Which leads me too, Nik & I have been talking a lot more over the past few months. She has actually been like a therapist & much cheaper *lol*. Actually, I have 2 therapist ... another friend whom I speak to everyday a few times a day. She is also one of my very close friends whom I could not live without. Unfortunately, she lives far away & we are lucky to meet for a quick lunch once a week. Something I always look forward too. Ok back to Nikki ... I have had coffee & have not written in a long time so this might just be a little bit scattered brained ramblings, so please forgive me. If anyone really reads this thing at all?? Well, since Nik & I have been talking, I have gone through a few episodes of depression since quitting my job teaching riding. I have gained about 10 lbs. & no matter what every Monday I would try to start some fitness plan & healthy eating & I kept falling on my face. Nik said I really needed to dissect what in the hell is really the root of all of this behavior. Oh wise one ... I just thought it was laziness, or lack of discipline. Nope thats not what is holding me back. Here is the stuff I came up with.

* Lonely
* Unhappy w/
- My body
- My brain
- Not good enough
-Self-Loathing
-Feelings of Failure

* Unworthiness

There is a whole slew of other things. I really don't feel like getting into them. Like letting others dictate the way I feel about myself etc... Seriously after dissecting all of this .. I was like where in the heck is the OLD T??????? The one who did not give a f*%$ about what most people thought & would tell them so? Where was the "T" that would easily stand up for herself if being treated badly by someone? Where was the "T" that laughed & smiled A LOT? Where was that crazy, goofy, confident person???? I don't know where she went but, I plan on finding her again.
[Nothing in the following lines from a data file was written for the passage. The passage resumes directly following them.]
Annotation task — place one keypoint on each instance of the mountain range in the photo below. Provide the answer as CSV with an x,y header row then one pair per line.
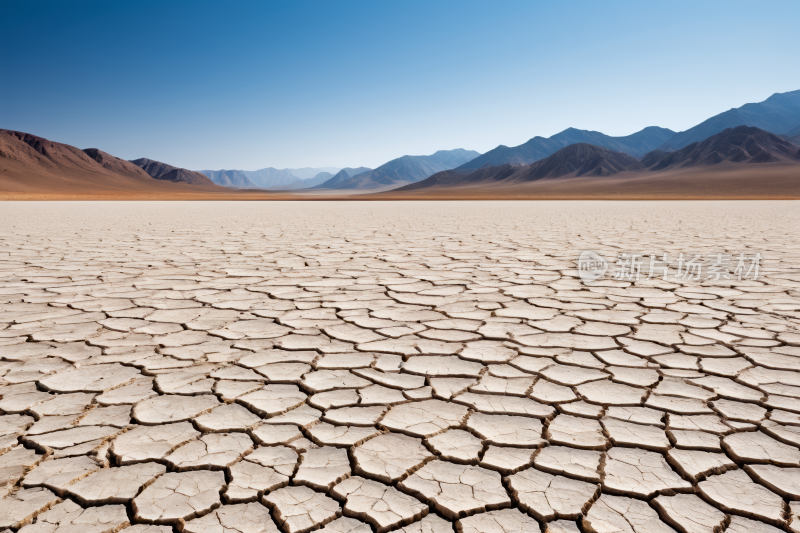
x,y
765,134
778,114
31,164
636,144
742,144
406,169
165,172
285,178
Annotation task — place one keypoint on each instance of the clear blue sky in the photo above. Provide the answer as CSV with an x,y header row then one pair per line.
x,y
346,83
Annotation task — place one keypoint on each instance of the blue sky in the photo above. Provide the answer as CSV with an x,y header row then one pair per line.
x,y
332,83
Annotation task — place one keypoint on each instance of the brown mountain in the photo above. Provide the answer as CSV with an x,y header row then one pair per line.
x,y
165,172
742,144
575,160
31,165
115,164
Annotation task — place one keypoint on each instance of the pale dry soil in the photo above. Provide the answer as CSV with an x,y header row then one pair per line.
x,y
419,367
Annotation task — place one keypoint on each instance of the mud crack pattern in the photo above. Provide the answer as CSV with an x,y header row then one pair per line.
x,y
417,367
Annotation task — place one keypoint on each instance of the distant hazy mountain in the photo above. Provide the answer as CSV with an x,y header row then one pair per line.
x,y
574,160
305,184
341,177
742,144
406,169
230,178
636,144
307,173
778,114
284,178
163,171
32,164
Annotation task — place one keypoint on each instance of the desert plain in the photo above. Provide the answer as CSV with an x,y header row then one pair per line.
x,y
425,367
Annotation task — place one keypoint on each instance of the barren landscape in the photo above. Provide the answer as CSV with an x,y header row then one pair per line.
x,y
425,367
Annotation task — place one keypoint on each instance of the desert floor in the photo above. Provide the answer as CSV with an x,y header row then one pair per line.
x,y
353,367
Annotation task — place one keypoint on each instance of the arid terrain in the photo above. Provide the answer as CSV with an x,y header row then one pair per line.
x,y
424,367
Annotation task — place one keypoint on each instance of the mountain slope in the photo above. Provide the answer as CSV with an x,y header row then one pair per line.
x,y
34,165
574,160
636,144
777,114
165,172
341,177
406,169
270,177
230,178
742,144
115,164
307,173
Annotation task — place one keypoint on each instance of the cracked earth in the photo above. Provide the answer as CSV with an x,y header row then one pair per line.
x,y
417,367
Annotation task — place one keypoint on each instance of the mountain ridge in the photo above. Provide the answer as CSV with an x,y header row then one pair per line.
x,y
739,145
536,148
165,172
778,114
404,169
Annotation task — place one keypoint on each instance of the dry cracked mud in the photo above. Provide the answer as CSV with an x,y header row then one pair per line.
x,y
417,367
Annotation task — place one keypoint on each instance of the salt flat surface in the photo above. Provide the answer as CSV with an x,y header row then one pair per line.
x,y
416,366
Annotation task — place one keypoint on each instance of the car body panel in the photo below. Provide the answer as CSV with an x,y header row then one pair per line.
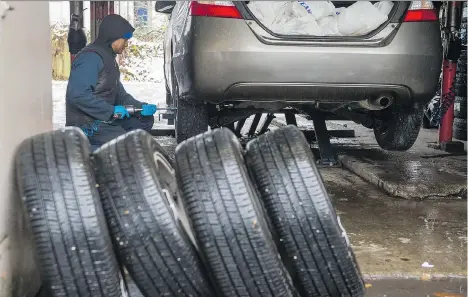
x,y
220,59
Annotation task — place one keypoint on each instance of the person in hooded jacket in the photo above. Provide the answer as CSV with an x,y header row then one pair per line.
x,y
95,97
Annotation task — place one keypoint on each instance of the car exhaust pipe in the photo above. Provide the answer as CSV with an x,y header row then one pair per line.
x,y
378,103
Now that we got that out of the bag I feel so much better! So moving in a more positive direction. I am going to take control of my life & do things that make me feel good about myself & who I am. I am going to surround myself with people who lift me up & not push me down. I am also going to make a commitment to myself in my fitness to get back to the person I used to be & even better. I have already started to make positive choices in my food choices. Also, conditioning myself to not be an emotional eater. This is the hardest. I feel unworthy so I eat .. in the end it makes me feel even worse. I feel shitty so I eat ... I feel lonely I turn to my friend the pantry. See when I was younger I would solve this by doing very unhealthy things to stay thin. Days without eating ... then eating. Oh there are so many other things I did to punish myself. I don't even want to go there.
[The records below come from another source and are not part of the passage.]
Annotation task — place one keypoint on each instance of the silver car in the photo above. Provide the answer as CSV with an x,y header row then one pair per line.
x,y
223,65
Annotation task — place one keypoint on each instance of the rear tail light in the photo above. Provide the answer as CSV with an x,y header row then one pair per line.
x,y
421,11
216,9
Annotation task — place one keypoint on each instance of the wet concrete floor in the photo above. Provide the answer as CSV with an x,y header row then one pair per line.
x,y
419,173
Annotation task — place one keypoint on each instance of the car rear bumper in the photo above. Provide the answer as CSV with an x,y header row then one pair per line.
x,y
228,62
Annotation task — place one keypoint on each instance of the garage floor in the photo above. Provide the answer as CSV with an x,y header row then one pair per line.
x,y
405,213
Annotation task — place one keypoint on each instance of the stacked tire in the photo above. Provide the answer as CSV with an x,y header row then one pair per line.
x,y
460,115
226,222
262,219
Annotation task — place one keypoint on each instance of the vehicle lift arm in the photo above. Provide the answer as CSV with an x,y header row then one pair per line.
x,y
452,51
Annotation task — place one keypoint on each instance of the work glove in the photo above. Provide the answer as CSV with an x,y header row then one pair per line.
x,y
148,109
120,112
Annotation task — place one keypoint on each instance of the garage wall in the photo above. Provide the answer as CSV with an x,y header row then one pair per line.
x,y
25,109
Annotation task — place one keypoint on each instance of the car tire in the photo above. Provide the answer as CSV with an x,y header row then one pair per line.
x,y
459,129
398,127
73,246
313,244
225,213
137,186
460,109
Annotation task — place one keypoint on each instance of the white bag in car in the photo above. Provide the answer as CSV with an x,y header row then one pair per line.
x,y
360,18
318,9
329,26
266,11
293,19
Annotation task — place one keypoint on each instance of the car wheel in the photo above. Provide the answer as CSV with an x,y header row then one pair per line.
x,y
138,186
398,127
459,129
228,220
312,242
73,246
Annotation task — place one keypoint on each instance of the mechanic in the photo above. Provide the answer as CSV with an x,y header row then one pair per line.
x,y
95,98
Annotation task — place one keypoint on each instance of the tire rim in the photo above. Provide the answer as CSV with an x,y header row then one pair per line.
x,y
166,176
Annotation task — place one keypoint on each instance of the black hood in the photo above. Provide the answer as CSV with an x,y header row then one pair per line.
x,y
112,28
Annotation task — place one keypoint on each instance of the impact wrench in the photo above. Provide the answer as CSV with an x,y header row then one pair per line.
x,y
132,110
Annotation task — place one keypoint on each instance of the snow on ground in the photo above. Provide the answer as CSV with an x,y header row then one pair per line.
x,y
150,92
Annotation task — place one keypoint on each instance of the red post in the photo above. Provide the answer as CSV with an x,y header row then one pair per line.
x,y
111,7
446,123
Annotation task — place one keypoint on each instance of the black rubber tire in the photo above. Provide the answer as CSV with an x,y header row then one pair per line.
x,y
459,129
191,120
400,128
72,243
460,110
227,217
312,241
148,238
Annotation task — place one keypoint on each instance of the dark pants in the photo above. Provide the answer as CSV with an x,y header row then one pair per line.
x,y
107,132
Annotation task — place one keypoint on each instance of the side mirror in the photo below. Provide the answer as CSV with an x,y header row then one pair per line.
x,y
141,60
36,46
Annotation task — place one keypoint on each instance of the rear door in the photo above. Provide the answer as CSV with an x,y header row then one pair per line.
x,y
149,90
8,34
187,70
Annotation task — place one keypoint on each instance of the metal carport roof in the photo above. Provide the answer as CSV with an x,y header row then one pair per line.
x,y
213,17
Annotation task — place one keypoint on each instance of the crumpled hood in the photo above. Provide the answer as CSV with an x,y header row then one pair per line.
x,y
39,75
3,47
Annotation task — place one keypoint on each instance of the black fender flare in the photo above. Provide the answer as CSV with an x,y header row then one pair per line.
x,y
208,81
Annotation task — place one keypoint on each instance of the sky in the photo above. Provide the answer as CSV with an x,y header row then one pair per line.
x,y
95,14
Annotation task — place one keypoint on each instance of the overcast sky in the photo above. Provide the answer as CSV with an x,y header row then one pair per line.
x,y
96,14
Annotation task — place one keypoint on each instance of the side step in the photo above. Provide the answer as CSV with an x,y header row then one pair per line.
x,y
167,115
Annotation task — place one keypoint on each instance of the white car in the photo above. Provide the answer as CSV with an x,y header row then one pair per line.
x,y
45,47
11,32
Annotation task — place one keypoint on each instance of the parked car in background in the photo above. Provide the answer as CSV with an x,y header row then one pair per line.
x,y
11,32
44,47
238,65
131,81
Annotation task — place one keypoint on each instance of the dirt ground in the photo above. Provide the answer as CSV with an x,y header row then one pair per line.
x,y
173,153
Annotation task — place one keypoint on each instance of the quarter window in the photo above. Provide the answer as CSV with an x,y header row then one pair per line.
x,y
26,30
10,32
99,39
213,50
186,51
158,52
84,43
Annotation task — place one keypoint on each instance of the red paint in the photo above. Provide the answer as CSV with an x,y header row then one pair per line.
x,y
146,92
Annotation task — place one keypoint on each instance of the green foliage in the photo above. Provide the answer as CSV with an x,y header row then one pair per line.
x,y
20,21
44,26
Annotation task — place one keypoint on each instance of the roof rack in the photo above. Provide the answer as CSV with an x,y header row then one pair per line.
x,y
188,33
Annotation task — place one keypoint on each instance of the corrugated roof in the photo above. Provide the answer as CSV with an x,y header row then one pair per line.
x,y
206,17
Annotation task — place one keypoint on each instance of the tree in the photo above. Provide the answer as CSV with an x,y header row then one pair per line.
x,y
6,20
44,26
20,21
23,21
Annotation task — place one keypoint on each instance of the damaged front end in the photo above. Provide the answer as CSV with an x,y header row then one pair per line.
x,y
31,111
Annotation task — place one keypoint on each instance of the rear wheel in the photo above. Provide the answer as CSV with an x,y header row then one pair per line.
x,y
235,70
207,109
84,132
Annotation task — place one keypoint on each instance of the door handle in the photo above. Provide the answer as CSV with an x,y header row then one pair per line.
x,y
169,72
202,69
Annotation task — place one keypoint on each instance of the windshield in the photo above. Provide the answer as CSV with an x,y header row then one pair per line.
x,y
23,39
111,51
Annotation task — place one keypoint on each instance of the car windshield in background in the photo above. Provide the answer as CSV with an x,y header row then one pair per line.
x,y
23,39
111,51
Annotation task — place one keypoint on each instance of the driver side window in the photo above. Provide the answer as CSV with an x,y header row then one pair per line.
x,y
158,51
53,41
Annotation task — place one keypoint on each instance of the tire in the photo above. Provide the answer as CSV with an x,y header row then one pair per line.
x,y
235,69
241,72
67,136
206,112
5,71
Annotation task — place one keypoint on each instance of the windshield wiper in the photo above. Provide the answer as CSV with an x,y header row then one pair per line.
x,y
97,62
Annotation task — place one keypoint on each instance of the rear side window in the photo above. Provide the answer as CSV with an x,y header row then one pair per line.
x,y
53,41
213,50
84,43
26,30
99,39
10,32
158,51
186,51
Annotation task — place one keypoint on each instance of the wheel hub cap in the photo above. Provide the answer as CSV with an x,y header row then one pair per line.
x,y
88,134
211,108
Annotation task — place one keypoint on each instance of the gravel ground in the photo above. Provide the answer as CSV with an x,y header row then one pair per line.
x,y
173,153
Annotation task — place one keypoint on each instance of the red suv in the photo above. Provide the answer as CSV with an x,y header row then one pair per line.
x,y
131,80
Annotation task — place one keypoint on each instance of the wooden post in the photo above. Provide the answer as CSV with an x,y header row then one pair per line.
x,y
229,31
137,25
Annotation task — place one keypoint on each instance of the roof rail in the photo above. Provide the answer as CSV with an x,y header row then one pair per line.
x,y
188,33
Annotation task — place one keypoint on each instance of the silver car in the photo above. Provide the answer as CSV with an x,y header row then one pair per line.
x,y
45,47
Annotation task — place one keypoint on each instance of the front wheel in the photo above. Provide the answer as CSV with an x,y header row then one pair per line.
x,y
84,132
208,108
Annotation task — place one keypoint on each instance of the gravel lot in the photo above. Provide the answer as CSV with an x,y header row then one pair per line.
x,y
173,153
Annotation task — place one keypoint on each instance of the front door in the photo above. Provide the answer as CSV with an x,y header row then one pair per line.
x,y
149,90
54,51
So I am starting ... again ... on Monday ... a 12 week program to better my body & self. I was going to enter a contest, but I think it's best for me to do this completely for myself & myself only. I have done so many contests & because I am a competitive person I would base all of my success on how I did in the contest. And we all know how subjective something as transforming your body is! So I was always let down in the end & unhappy with my success if I did not even place or gain recognition in the contests. So this is my own personal challenge with myself.

I will be blogging & I won't be holding back. I will blog every emotional up & down ... every cheat ... every feeling .. all of it.